I’ve been living in the murky depths longer than my short attention span allows. Three months is a comfortable length of time for me to immerse myself in a project. Three months, not nine months and four years. (I finished my other two books in well under a year.) Worse, my stalled-out period is pushing the finish line even farther out. How much longer is this going to take?!

Enter John le Carré. I watched the “60 Minutes” interview my sister recommended.

Le Carré said of his first book, the bestseller The Spy Who Came in from The Cold, “I wrote it very fast, the story. But I had no idea where I was going at first. And it just flowed.”

That’s how I felt about writing Making Piece. It flowed so easily I felt like someone else was writing it and I was just there to type. So why has my American Gothic House memoir been such hard work? Why does it feel like it’s a baby that doesn’t want to be born?

Le Carré  answered the questions for me as he continued, “I think you get a break like that once in your writing life. I really believe — nothing else came to me so naturally, so fast.”

There you have it. Le Carré had his gaps. He had his productive despair. He had to work at his writing — really work. And look where it got him. He’s made enough money to buy a private jet. (Though he is so humble he would never think of it.)

As I continued to listen, I exhaled (as one must do when Scuba diving in the murky depths of productive despair.) I could feel the air leave my lungs, percolating out in a stream of little bubbles. The fact that I was still breathing was as encouraging as John le Carré’s admission that writing is hard even for him.

I take in all of this as encouragement, a new inventory of helpful wisdom from those who have dredged the sea bottom before me. But I’m still underwater, still struggling. Especially with the overall theme of the book. Because the most important question of all to me is What will the reader take away from my story?

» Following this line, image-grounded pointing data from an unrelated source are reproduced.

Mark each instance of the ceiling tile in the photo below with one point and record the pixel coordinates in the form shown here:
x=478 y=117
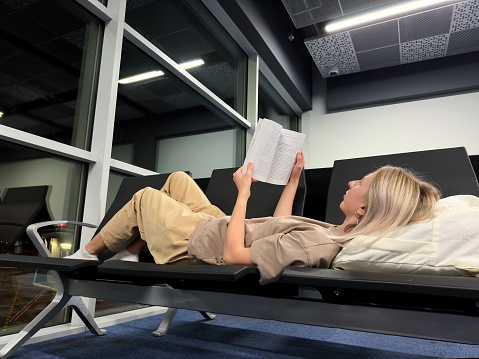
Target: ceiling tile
x=375 y=36
x=383 y=57
x=424 y=49
x=426 y=24
x=463 y=41
x=335 y=50
x=465 y=16
x=307 y=12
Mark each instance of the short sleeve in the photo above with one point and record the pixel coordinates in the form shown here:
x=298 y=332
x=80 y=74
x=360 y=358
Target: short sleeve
x=273 y=253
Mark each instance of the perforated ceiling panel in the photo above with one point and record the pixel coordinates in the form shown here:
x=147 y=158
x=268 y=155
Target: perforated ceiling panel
x=448 y=30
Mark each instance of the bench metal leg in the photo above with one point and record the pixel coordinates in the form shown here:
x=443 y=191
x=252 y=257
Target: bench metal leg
x=59 y=302
x=82 y=311
x=168 y=319
x=165 y=323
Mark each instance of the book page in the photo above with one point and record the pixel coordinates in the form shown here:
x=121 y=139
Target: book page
x=262 y=148
x=289 y=144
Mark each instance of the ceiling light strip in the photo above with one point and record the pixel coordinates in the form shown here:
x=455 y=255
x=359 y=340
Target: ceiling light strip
x=383 y=12
x=153 y=74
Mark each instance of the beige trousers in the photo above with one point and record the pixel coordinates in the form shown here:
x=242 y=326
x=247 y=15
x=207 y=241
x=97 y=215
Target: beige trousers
x=164 y=219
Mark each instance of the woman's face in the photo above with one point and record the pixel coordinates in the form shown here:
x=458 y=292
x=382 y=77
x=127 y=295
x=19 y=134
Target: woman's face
x=354 y=199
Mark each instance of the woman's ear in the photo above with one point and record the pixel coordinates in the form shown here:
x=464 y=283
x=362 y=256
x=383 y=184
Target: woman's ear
x=361 y=211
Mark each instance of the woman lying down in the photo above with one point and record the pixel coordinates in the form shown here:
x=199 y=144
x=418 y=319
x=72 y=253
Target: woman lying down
x=178 y=223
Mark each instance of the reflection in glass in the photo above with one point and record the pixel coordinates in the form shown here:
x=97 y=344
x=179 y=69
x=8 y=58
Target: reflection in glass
x=47 y=73
x=161 y=108
x=184 y=30
x=107 y=307
x=34 y=186
x=272 y=106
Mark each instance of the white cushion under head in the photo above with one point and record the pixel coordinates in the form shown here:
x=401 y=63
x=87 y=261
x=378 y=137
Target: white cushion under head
x=446 y=245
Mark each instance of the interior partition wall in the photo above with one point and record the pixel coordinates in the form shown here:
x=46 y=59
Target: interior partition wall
x=67 y=124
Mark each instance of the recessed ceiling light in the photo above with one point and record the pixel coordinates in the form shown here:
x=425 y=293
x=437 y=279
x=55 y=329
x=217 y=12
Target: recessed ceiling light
x=141 y=77
x=153 y=74
x=381 y=13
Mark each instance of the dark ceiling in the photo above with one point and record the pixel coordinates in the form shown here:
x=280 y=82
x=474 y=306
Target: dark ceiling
x=450 y=29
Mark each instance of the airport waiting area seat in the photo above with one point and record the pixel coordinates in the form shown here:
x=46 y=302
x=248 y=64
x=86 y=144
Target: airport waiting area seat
x=20 y=207
x=425 y=306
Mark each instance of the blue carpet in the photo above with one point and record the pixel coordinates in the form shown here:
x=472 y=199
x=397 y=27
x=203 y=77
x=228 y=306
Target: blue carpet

Will they be inspired to choose their own fork in the road and follow the path that beckons to a new and unknowable adventure? Or will the reader wonder, “Girl, why the hell didn’t you just move out when you saw that first snake?” and then dismiss the rest of the story.

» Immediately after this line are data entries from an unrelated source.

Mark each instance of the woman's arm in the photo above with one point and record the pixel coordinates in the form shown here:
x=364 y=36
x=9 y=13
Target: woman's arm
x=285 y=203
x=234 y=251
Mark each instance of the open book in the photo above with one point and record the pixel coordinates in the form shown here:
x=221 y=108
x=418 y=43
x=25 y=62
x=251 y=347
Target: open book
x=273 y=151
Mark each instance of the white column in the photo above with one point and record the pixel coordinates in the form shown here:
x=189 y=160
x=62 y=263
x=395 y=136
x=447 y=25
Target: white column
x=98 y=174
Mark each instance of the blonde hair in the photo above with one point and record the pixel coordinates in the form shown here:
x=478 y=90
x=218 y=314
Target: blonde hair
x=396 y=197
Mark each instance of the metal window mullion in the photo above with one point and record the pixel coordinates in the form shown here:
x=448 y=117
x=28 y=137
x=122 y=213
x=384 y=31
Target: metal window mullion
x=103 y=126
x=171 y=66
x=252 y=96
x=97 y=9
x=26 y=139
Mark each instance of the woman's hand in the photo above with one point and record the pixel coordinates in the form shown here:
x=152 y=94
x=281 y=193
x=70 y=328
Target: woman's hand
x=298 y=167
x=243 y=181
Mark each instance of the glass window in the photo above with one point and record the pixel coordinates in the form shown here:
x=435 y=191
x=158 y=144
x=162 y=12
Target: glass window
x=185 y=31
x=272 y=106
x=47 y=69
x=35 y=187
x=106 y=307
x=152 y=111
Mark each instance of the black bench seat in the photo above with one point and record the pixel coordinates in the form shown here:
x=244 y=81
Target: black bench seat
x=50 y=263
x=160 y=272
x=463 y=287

So while I wait to hit bottom (Seriously?! It’s going to get worse before it gets better?!) I will accept that this is my gap.

I will do the breast stroke through the dark waters and trust that I will eventually swim back to the surface.

I will look for new methods of silencing my Inner Critic.

I will stop putting time pressure on myself. (Who cares how long it takes? Some authors take five, ten years to write their books. And they end up being classics. Hello? Ever heard of Gone With the Wind, Harry Potter, The Hobbit?)

I will clean off my mask and snorkel, and grab my surfboard. Because that flow is coming back and I’m going to be ready to ride that wave when it does.

I will finish (and publish) this book. And once I’m done I will text my sister. I already have the perfect bitmoji for it.